ODU physics professor Dodge receives SCHEV outstanding faculty award

Old Dominion University physicist Gail Dodge was one of 13 faculty members from Virginia colleges and universities to receive a 2015 Outstanding Faculty Award from the State Council of Higher Education for Virginia.

Dodge is the 28th winner of the award from Old Dominion. She recently returned to ODU after spending two years as a program manager at the National Science Foundation in Arlington, Va. She was in charge of the $17 million experimental nuclear physics program, including coordination with the Office of Nuclear Physics at the Department of Energy.

The statewide awards program, co-sponsored by the Dominion Foundation, is in its 29th year. It honors faculty members for excellence in teaching, research, knowledge integration and public service. Dodge was selected from a pool of 88 educators nominated based on their accomplishments that reflect the missions of their respective institutions.

Dodge received a plaque and a $5,000 check at a luncheon in Richmond in February.

"I am so appreciative of the support I have had from my colleagues at ODU in putting my nomination forward," Dodge said.

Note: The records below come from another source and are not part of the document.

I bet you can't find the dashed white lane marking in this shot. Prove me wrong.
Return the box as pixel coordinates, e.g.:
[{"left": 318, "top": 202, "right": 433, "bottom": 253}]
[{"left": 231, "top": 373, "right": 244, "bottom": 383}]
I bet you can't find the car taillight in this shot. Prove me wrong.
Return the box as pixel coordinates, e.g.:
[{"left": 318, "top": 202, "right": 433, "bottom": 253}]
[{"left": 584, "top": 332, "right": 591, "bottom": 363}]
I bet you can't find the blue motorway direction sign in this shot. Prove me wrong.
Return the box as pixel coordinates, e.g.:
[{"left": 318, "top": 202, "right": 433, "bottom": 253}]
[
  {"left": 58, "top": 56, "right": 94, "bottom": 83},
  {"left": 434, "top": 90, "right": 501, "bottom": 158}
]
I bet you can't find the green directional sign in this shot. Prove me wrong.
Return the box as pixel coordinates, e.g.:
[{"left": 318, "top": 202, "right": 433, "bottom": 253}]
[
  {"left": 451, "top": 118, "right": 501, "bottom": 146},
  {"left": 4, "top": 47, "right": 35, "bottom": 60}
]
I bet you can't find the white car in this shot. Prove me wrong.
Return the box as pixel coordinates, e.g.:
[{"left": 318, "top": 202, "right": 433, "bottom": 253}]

Formerly the chair of ODU's physics department, Dodge is known not only for the experiments she conducts at the Thomas Jefferson National Accelerator Facility in Newport News, Va., but also for her inspired teaching and outreach work to make physics an attractive major or career, especially for women and minorities.

"Given the importance of increasing the number of U.S. students pursuing technical careers, we must not accept the status quo in which women and minorities are underrepresented in physics and other STEM fields," Dodge wrote in a personal statement submitted with her Outstanding Faculty Award application.

"For me, that means doing everything I can to mentor and encourage women in physics at ODU, including hosting women in physics dinners and taking an interest in the lives and dreams of all the students. My work as a scientist and teacher is also the work of a citizen who is concerned about helping the United States stay competitive in scientific education and innovation."

Dodge received her B.A. from Princeton University and her M.S. and Ph.D. from Stanford University.